Em carta encaminhada ao Conselho de Segurança da ONU, o embaixador iraniano Amir Saeid Iravani acusou os EUA de promoverem a desestabilização política, incitar a violência e ameaçar a soberania e segurança nacional do Irã, conforme reportagem da agência Reuters.
Na mesma missiva, Iravani responsabilizou legalmente os Estados Unidos e o governo israelense pelas mortes de civis inocentes, especialmente jovens, ocorridas nos protestos recentes no país. A carta foi também destinada ao secretário-geral da ONU, António Guterres.
O comunicado do Irã foi uma resposta direta a uma publicação do presidente americano Donald Trump nas redes sociais, em que este advertiu que o governo iraniano pagaria caro por qualquer violência, prometendo apoio aos manifestantes e cancelando reuniões com autoridades iranianas enquanto os assassinatos não cessassem.
Trump ainda afirmou que os Estados Unidos adotariam medidas rigorosas caso o regime iraniano iniciasse execuções por enforcamento de manifestantes, em referência a uma execução marcada para o dia seguinte, feita em entrevista à CBS News. Ele reforçou que ajuda em diferentes formas, incluindo econômica, está a caminho dos cidadãos iranianos, sem detalhar futuras ações militares após ataques aéreos realizados em 2023 contra instalações nucleares do Irã.

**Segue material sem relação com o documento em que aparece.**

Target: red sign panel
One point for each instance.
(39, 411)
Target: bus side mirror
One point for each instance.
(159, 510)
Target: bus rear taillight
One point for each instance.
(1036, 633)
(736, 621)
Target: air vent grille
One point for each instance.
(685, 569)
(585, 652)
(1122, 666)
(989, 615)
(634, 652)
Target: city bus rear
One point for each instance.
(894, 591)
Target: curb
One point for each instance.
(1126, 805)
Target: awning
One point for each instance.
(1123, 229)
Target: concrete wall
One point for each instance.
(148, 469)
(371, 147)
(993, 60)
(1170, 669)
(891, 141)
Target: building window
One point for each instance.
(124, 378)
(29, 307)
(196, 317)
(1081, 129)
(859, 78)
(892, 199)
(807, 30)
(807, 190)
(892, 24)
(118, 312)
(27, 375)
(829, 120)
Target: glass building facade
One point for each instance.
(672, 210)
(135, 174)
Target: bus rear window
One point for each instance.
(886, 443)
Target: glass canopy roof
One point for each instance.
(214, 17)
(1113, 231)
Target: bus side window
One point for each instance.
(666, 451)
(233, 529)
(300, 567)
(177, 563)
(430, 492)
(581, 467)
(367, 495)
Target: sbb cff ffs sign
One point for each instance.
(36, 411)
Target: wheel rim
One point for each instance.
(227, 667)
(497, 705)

“O objetivo final é vencer. Eu gosto de vencer”, declarou Trump. Ele afirmou que protestos são aceitáveis, porém condenou a violência e o enforcamento planejado de manifestantes.
Uma autoridade iraniana, em entrevista à Reuters, reconheceu pela primeira vez a ocorrência de cerca de 2.000 mortes durante os protestos, atribuindo-as a “terroristas” sem detalhar as vítimas. Por sua vez, a ONG Iran Human Rights, sediada na Noruega, contabiliza 648 manifestantes mortos com base em dados locais.
Enquanto isso, o Irã segue em apagão digital há mais de 108 horas, conforme relatório da organização global NetBlocks, com internet fixa, dados móveis e telefonia desativados, além da censura crescente de meios de comunicação.
Também segundo a Iran Human Rights, mais de 2.600 pessoas foram presas, sem detalhamento sobre faixa etária ou gênero dos detidos.
Os protestos tiveram início em 28 de dezembro com comerciantes do bazar de Teerã, que se mobilizaram contra a inflação alta e o colapso da moeda nacional rial. As manifestações ganharam caráter político e se espalharam por várias cidades do país.
Atualmente, o Irã enfrenta a maior onda de protestos dos últimos três anos, sendo associações políticas desde sua fundação em 1979. Esta é a maior mobilização desde o movimento “Mulheres, Vida, Liberdade” de 2022-2023, que foi desencadeado pela morte da estudante Mahsa Amini sob custódia policial pela questão do uso do véu.